Sifat fisik dan kimia
Berat molekuler
Berat molekuler natrium alginat komersial biasanya terdispersi, sehingga berat molekulernya biasanya dinyatakan sebagai rata-rata dari berat molekuler rata-rata jumlah (Mn) dan berat molekuler rata-rata berat (Mw). Dalam populasi molekuler polidispersi, Mw biasanya lebih besar daripada Mn, dan rasionya (Mw/Mn) disebut indeks dispersi. Indeks dispersi natrium alginat komersial biasanya berkisar antara 1,5 hingga 2,5. Penentuan berat molekuler biasanya dihitung berdasarkan viskositas intrinsik dan metode pengukuran hamburan cahaya.
Nilai pH
Natrium alginat sedikit larut dalam air dan tidak larut dalam sebagian besar pelarut organik, tetapi larut dalam larutan alkali membentuk larutan kental. Ketika bubuk natrium alginat bertemu dengan air, permukaan partikel menjadi lengket karena hidrasi, dan dengan cepat menempel membentuk gumpalan, yang kemudian perlahan-lahan terhidrasi sepenuhnya dan larut. Jika ada senyawa dalam air yang bersaing dengan alginat untuk hidrasi (seperti gula, pati, atau protein), laju pelarutan natrium alginat akan menurun, dan waktu pencampuran perlu diperpanjang. Garam kation monovalen (seperti NaCl) juga akan menghasilkan efek serupa ketika konsentrasinya lebih tinggi dari 0,5%. Nilai pH natrium alginat dalam larutan air suling 1% adalah sekitar 7,2.
Stabilitas
Natrium alginat bersifat higroskopis, dan kandungan air keseimbangannya bergantung pada kelembaban relatif.

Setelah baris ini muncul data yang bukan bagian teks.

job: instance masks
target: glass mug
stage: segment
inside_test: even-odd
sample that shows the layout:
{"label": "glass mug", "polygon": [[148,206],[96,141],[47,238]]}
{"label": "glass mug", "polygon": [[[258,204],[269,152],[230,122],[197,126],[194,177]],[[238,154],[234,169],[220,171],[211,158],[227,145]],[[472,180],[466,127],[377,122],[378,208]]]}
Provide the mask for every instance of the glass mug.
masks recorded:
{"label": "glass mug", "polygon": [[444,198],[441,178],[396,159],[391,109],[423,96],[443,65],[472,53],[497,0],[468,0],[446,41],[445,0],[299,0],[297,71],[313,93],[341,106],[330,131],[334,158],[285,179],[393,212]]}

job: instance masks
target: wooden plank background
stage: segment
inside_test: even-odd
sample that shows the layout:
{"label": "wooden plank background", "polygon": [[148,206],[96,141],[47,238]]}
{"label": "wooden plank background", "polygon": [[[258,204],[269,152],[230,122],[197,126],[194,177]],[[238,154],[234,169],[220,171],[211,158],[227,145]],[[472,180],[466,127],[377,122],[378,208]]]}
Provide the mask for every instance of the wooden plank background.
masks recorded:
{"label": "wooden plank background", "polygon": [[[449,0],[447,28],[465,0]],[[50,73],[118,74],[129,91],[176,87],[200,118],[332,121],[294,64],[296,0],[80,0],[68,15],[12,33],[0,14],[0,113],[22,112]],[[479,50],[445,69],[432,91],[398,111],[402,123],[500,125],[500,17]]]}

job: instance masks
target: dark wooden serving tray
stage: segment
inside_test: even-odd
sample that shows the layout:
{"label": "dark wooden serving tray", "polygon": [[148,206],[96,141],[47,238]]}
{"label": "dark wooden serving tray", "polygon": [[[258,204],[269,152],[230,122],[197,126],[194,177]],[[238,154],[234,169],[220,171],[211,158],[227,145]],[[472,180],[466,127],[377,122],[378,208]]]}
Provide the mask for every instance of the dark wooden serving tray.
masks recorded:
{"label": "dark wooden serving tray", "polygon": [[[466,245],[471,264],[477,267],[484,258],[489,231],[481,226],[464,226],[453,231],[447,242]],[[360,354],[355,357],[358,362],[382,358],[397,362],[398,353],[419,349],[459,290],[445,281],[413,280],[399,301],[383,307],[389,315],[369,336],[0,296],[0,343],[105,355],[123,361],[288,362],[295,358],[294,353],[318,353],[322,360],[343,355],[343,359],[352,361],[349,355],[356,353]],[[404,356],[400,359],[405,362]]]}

Natrium alginat kering cukup stabil bila disimpan dalam wadah tertutup rapat pada suhu 25°C atau lebih rendah. Larutan natrium alginat stabil pada rentang pH 5-9. Derajat polimerisasi (DP) dan berat molekulnya berhubungan langsung dengan viskositas larutan, dan penurunan viskositas selama penyimpanan dapat digunakan untuk mengevaluasi derajat depolimerisasi natrium alginat. Natrium alginat dengan derajat polimerisasi tinggi kurang stabil dibandingkan dengan yang memiliki derajat polimerisasi rendah. Dilaporkan bahwa natrium alginat dapat mengalami hidrolisis yang dikatalisis proton, dan laju hidrolisis bergantung pada waktu, pH, dan suhu. Larutan propilen glikol alginat stabil pada suhu kamar dan pH 3-4; ketika pH kurang dari 2 atau lebih dari 6, viskositas menurun dengan cepat bahkan pada suhu kamar.
Terjemahan
Arah aplikasi
Sebagai zat polimer, natrium alginat memiliki fungsi sebagai zat pensuspensi, pengental, pengemulsi, dan perekat. Zat ini terutama digunakan sebagai zat pensuspensi, pengemulsi, pengental, dan bahan kapsul untuk mikrokapsul dalam bidang farmasi.
Digunakan sebagai bahan pengikat (1% hingga 3%) dan bahan penghancur (2,5% hingga 10%) untuk tablet;
Digunakan sebagai pengencer dalam kapsul; juga digunakan dalam pembuatan sediaan lepas lambat oral karena menunda pelepasan obat dari suspensi yang larut dalam air; banyak digunakan dalam pasta, salep, dan gel sebagai pengencer. Sebagai agen pengental dan agen pensuspensi (5% ~ 10%), dan digunakan sebagai penstabil (1% ~ 3%) dalam emulsi minyak dalam air. Larutan berair 0,5% hingga 2,5% dapat digunakan untuk melumasi permukaan kulit yang terkikis untuk menghilangkan dan mengeringkan sekresi berbasis air.
Aditif makanan: pengemulsi, zat pembentuk lapisan film, pengental.